Notons que la photographie n’était pas inventée depuis longtemps qu’elle avait déjà trouvé cet usage : plier, remodeler le corps réel, au moins pendant le temps de la pose, afin qu’il corresponde à une image mentale. Plongés dans le bleu onirique de ses cyanotypes, les corps de femmes photographiés par Charles-François Jeandel (1859-1942), ligotés, quelquefois bâillonnés, sont assujettis à des positions très inconfortables ou attachés à un cadre de bois. Pierre Klossowski (1905-2001) reprendra ce dispositif pour des photographies de sa femme Denise, modèle de son personnage Roberte, ligotée à des barres parallèles, et qu’il reproduira dans des dessins grandeur nature. Il revenait toutefois à un artiste exerçant son art là où le bondage est considéré comme un art, avec ses règles, sa tradition et ses maîtres, c’est-à-dire au Japonais Nabuyoshi Araki (1940), de nous proposer l’ensemble de photographies le plus systématique, le plus raffiné, de délicates jeunes femmes aux seins comprimés par d’épaisses cordes et suspendues en l’air comme des paquets.

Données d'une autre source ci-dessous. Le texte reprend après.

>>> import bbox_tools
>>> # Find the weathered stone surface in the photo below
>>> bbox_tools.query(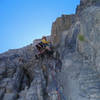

On n’en finirait pas de dresser la liste des dociles descendantes de la suave Angélique, enchaînée par Ingres à son rocher et qu’un chevalier tarde décidément à délivrer. Toutefois, les photographies que Hans Bellmer réalisa en 1958 avec sa compagne Unica Zürn, elle-même artiste et écrivain, témoignent d’une recherche encore plus poussée de la conjonction entre le corps réel et le corps fantasmé. Le corps d’Unica est à ce point remodelé par une ficelle serrée, qu’il finit par ne plus même ressembler à un corps. En fait, les seins renflés comme des coings, les cuisses et le ventre comme découpés en tranches articulées font penser à des dessins de l’artiste antérieurs d’une dizaine d’années et même à ses fameuses poupées réalisées, elles, dans les années 30. En quelque sorte, Bellmer rencontra le corps réel du modèle bien longtemps après en avoir produit l’image! Bien sûr, la fascination qu’exercent les images photographiques, ou son envers le rejet, tient au fait que nous, spectateurs, nous nous tenons exactement sur la frontière entre le réel et l’imaginaire et que nous la ressentons comme poreuse. Il suffit d’un rien pour basculer de l’état de spectateur à celui de voyeur. De quoi notre regard jouit-il ? De l’art avec lequel l’artiste a transcrit son fantasme, ou bien de nous penser aux côtés de celui-ci lorsqu’il travaillait, au plus près de son modèle ? Ou si nous sommes une femme, de nous projeter à la place du modèle? Jadis, l’âme pouvait s’élever au-dessus du corps torturé d’un saint, ce qui explique le visage extatique de Saint Sébastien tout au long de la tradition picturale. Aujourd’hui, nous croyons de moins en moins en la transcendance de l’âme, nous l’avons remplacée par la conscience et ses désirs, par l’inconscient et ses pulsions. Et nous savons que les uns comme les autres sont prisonniers du corps et qu’ils n’ont de cesse de vouloir le forcer et de le remodeler à leur image.
la douloureuse question «Se pose alors des frontières de ce corps et celle de son identité. L’amour peut-il nous faire sortir de notre enveloppe pour rejoindre l’autre ?»
Exposition «Egon Schiele», Fondation Louis Vuitton, Paris, jusqu’au 14 janvier.